Par dernières conclusions en date du 24 mars 2025, la SAS [1] demande à la cour d'appel de : INFIRMER le jugement entrepris en ce qu'il a : - Jugé que les faits de harcèlement moral à l'encontre de Monsieur [D] [C] existent ; - Condamné la SAS [1] - [1] à payer à Monsieur [D] [C] les sommes suivantes : o 47.190,00 € au titre de dommages et intérêts pour des faits de harcèlement moral, o 86.020,26 € brut à titre de rappel d'heures supplémentaires, o 8.602,00 € brut à titre de congés payés afférents, o 48.542,62 € brut à titre de repos compensateur, o 4.854,26 € brut à titre de congés payés afférents, o 23.595,00 € à titre de dommages et intérêts pour travail dissimulé, o 2.000,00 € au titre de l'article 700 du Code de procédure civile ; - Prononcé la résolution de la transaction et condamné la SAS [1] - [1] à payer à Monsieur [D] [C] la somme de 40.000,00 € au titre de dommages et intérêts ; - Rejeté la demande reconventionnelle de la SAS [1] - [1] concernant l'exécution déloyale ; - Condamné la SAS [1] - [1] aux entiers dépens d'instance ; Statuant à nouveau, ' DEBOUTER Monsieur [D] de sa demande de dommages et intérêts pour harcèlement moral. ' DEBOUTER Monsieur [D] de ses demandes relatives aux heures supplémentaires ainsi que ses demandes au titre du repos compensateur, et des dommages et intérêts pour travail dissimulé. ' ORDONNER que Monsieur [D] rembourse les heures supplémentaires versées dans le cadre de l'exécution provisoire de droit à hauteur de 32.670 euros brutes, et en tant que de besoin, le CONDAMNER ; ' DONNER acte que la société [1] accepte la résolution de la transaction non datée, au demeurant nulle ; ' DEBOUTER Monsieur [D] de sa demande de dommages et intérêts au titre de la résolution de la transaction. ' DEBOUTER Monsieur [D] de sa demande au titre des frais irrépétibles tant devant le conseil deprud'hommes que devant la Cour d'appel ; ' CONDAMNER Monsieur [C] [D] à payer à la société [1]la somme de 50.000 € à titre de dommages et intérêts au titre de l'exécution déloyale du contrat detravail, et d'atteinte à son image et à sa réputation.

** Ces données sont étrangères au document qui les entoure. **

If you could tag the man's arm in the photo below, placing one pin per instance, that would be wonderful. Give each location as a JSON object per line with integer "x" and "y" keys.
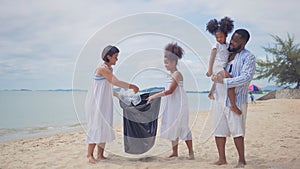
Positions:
{"x": 247, "y": 72}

CONFIRMER le jugement entrepris en ce qu'il a : DEBOUTE Monsieur [D] de toutes ses demandes relatives à la rupture du contrat de travail, notamment d'indemnité pour licenciement sans cause réelle et sérieuse et d'indemnité compensatrice de préavis. ' DEBOUTEEMonsieur [D] de sa demande de dommages et intérêts au titre de l'exécution déloyale de son contrat de travail.

En tout état de cause CONDAMNER Monsieur [C] [D] à verser à la société [1] la somme de 5.000 € sur le fondement de l'article 700 du Code de procédure civile ; CONDAMNER Monsieur [C] [D] aux entiers dépens.

Par dernières conclusions en réponse en date du 11 juin 2025, M. [D], demande à la cour d'appel de : -CONFIRMER le jugement du Conseil de Prud'hommes dans toutes ses dispositions, notamment en ce qu'il a REJETE la demande reconventionnelle de l'[1] comme prescrite et infondée. -CONDAMNER l'[1] à payer à M. [D] la somme de 4 000€ au titre de l'article 700 du code de procédure civile, en cause d'appel, ainsi qu'aux entiers dépens de première instance et d'appel.

L'ordonnance de clôture a été rendue le 4 mars 2026.

Pour un plus ample exposé des faits, de la procédure et des moyens des parties, la cour se réfère à la décision attaquée et aux dernières conclusions déposées.